Since the marketplace – in this case your employees – doesn’t lie, pay attention to the feedback and review the policies and procedures that are getting in the way of operational excellence. Generally, this brings about significant improvement in efficiencies and profitability.
Step 6: Create Action Plans that Supports Teamwork
In organizations struggling to find their way, turf wars are prevalent, which we commonly see between Sales and Service. Generally, these come about because there is no clear sense of direction and each key manager is competing for the scarce resources of people, time, and money. When action plans support an aligned growth strategy, these wars go away.
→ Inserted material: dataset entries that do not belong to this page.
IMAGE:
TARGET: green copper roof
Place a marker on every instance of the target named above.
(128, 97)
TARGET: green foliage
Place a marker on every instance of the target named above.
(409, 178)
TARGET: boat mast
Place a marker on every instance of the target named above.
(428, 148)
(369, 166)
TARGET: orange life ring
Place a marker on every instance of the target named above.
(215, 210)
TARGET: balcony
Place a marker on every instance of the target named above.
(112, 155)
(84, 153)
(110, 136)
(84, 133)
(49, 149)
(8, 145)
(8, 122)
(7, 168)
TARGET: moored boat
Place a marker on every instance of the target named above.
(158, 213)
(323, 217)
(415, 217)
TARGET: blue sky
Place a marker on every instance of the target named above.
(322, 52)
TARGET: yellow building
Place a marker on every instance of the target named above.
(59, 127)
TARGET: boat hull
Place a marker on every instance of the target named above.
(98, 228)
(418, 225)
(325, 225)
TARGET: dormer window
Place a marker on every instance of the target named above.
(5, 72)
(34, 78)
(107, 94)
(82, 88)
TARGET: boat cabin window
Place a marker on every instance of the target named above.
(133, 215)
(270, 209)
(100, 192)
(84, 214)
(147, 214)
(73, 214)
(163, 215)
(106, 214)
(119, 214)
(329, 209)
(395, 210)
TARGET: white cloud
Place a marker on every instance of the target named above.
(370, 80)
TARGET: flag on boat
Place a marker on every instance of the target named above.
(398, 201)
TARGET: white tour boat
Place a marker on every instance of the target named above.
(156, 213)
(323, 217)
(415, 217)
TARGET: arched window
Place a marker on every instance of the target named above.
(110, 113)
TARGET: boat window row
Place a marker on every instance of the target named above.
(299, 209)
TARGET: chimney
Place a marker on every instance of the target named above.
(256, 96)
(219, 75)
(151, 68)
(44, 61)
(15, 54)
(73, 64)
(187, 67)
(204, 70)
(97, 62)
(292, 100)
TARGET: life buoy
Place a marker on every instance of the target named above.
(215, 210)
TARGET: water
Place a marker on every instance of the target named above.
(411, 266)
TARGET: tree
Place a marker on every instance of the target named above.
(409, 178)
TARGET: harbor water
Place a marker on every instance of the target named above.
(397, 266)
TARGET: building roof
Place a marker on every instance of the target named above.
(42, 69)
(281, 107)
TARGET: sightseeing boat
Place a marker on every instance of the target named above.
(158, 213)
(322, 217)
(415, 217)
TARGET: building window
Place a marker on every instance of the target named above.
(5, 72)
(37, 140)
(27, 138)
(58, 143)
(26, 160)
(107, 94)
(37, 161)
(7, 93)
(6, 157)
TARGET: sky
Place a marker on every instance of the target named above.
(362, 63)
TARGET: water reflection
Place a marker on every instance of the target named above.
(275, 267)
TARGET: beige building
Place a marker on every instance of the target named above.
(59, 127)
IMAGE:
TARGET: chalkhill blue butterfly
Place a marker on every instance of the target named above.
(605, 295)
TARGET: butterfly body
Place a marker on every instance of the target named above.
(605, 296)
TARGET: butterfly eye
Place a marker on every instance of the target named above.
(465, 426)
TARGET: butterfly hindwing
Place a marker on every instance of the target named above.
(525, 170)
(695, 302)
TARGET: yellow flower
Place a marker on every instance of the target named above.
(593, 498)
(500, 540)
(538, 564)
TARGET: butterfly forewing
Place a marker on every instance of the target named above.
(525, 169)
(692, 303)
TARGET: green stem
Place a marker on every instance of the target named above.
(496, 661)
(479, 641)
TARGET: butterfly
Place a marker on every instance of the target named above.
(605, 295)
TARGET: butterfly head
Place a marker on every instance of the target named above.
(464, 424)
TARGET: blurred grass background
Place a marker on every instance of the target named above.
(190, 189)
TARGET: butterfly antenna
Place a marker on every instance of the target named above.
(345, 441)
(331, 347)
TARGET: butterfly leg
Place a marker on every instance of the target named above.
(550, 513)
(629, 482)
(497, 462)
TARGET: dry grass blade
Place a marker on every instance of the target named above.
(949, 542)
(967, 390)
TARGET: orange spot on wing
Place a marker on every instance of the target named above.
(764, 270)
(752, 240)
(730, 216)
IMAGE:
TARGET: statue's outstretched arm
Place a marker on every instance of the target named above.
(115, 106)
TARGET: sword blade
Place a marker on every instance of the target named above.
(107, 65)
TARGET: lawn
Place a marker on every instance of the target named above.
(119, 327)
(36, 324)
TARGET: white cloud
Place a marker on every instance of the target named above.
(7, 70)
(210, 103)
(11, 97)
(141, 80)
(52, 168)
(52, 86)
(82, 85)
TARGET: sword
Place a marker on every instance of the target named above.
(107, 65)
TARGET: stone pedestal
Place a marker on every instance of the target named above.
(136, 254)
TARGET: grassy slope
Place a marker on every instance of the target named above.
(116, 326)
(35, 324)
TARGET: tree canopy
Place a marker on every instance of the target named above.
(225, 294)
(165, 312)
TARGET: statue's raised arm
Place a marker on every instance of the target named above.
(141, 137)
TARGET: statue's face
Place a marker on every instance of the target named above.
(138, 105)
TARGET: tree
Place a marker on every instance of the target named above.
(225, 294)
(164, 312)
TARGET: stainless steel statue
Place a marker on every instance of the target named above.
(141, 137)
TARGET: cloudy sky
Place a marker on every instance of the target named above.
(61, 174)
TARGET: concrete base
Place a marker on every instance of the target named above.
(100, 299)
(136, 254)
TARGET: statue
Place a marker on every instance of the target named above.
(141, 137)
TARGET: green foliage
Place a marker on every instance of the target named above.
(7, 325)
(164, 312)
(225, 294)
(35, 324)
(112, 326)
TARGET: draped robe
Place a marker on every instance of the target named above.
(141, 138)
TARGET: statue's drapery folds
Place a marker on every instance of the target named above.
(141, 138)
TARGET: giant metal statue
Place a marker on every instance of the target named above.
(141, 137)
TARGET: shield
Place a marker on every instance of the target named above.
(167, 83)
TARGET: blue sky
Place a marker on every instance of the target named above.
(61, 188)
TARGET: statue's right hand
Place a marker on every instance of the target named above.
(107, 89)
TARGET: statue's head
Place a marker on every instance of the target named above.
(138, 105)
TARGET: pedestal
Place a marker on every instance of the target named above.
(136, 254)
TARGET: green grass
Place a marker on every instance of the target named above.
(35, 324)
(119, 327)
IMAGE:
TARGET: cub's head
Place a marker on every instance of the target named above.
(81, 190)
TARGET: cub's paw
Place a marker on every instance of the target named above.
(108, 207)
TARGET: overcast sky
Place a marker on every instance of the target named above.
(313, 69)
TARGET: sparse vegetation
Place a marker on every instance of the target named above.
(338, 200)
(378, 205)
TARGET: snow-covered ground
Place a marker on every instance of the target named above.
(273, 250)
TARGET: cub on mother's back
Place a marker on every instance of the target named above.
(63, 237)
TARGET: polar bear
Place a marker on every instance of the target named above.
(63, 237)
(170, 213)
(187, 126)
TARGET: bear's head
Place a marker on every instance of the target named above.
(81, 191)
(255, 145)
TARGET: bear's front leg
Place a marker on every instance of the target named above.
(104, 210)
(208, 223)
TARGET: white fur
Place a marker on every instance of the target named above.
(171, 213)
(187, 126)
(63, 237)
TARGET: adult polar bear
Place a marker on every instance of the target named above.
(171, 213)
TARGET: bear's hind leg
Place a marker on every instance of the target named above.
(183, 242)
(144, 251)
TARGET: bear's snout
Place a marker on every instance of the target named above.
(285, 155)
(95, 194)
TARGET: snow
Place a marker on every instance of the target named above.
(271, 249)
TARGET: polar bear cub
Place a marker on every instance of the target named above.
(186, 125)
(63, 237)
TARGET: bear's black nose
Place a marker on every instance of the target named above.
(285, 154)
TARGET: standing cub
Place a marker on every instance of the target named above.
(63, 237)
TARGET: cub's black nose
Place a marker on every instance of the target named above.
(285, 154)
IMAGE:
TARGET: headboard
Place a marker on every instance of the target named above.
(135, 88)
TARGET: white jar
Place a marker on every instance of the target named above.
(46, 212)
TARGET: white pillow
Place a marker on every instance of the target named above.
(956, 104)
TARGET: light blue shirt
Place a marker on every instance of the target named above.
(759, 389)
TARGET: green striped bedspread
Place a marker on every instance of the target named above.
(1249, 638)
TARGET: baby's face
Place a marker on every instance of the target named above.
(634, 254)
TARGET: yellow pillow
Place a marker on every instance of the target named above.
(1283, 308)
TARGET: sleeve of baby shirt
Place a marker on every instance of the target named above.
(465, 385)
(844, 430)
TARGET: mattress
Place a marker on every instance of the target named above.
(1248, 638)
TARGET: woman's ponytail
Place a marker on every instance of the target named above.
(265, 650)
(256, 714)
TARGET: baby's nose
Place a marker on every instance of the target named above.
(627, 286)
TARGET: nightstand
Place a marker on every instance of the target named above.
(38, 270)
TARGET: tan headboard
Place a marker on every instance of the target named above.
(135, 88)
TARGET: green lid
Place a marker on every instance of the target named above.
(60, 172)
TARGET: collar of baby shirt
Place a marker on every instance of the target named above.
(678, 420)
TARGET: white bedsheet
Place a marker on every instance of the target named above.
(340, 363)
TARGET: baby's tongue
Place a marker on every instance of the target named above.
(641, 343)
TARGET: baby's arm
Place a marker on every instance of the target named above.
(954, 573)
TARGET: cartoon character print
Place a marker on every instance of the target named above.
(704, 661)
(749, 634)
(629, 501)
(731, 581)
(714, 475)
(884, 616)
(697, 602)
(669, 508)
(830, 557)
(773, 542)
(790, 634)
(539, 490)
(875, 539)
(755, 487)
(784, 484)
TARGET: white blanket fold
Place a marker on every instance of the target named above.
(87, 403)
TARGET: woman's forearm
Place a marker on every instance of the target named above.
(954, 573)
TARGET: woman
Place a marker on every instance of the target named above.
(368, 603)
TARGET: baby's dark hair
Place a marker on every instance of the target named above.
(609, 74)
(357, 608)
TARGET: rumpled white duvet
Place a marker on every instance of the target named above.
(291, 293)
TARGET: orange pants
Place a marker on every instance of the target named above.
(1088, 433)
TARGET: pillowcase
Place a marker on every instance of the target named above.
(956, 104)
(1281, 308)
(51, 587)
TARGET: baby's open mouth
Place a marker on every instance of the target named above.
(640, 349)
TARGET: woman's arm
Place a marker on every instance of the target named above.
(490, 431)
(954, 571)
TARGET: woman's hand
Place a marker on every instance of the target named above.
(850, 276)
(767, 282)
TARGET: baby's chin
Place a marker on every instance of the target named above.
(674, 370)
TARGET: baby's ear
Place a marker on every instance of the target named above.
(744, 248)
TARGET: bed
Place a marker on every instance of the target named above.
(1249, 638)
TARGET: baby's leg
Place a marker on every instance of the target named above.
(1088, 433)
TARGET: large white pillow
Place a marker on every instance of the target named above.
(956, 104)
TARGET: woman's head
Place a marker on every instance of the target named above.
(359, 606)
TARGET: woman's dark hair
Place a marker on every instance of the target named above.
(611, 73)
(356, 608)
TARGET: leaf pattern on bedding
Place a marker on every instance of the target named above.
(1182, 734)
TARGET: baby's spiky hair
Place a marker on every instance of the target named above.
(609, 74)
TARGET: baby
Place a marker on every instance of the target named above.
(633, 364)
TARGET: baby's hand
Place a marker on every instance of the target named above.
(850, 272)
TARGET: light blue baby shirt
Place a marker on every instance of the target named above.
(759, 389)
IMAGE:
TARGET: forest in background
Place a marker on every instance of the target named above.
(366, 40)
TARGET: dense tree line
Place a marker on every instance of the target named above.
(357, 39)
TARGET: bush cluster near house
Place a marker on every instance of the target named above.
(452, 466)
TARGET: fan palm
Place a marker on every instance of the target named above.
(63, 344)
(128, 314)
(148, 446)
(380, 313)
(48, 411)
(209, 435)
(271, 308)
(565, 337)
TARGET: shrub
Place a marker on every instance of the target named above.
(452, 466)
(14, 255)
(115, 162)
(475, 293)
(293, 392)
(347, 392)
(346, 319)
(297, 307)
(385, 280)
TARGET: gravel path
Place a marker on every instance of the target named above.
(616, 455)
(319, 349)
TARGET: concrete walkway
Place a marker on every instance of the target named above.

When creating these plans, this format often works well: State the goal; identify the action steps needed to reach the goal; identify the person responsible; agree on a realistic due date; describe the resources available to reach the goal; and identify the feedback that allows you to say mission accomplished.
Step 7: Measure Performance:
The primary areas important to most businesses are these: Market penetration and retention; Productivity; Profitability; and Relationships. What you’re looking for here is the “box score” that tells you if you’re getting close to what you want to have happen. As part of your strategic planning process, take the time to identify a level of profitability that is more specific than “all we can make.” When you think about it, that doesn’t even sound as precise as “more than we made last year.”
Step 8: Provide Feedback to Inspire
This is vital if you want the magic to work. It’s another way of making sure that you get in close. Just as they want direction, people also want to know how they’re doing. And the closer to the event the feedback comes, the more powerful and – when delivered correctly – the more inspirational and instructional it will be going forward.
Motivation comes from the inside, so you cannot really motivate anyone. Inspiration, however, comes from the outside, so you have a decent chance of inspiring people to new heights. Don’t let it get away from you. Said a little differently, motivation is what others would rather do than not do at any given point in time. Inspiration is getting what you would like them to do all the time.
As a closing thought, remember that as a leader your job is to use power and influence to produce desirable results. If you rely exclusively on power, you can get compliance without necessarily getting commitment. If you use influence, you can get both. That’s when the MAGIC shows up!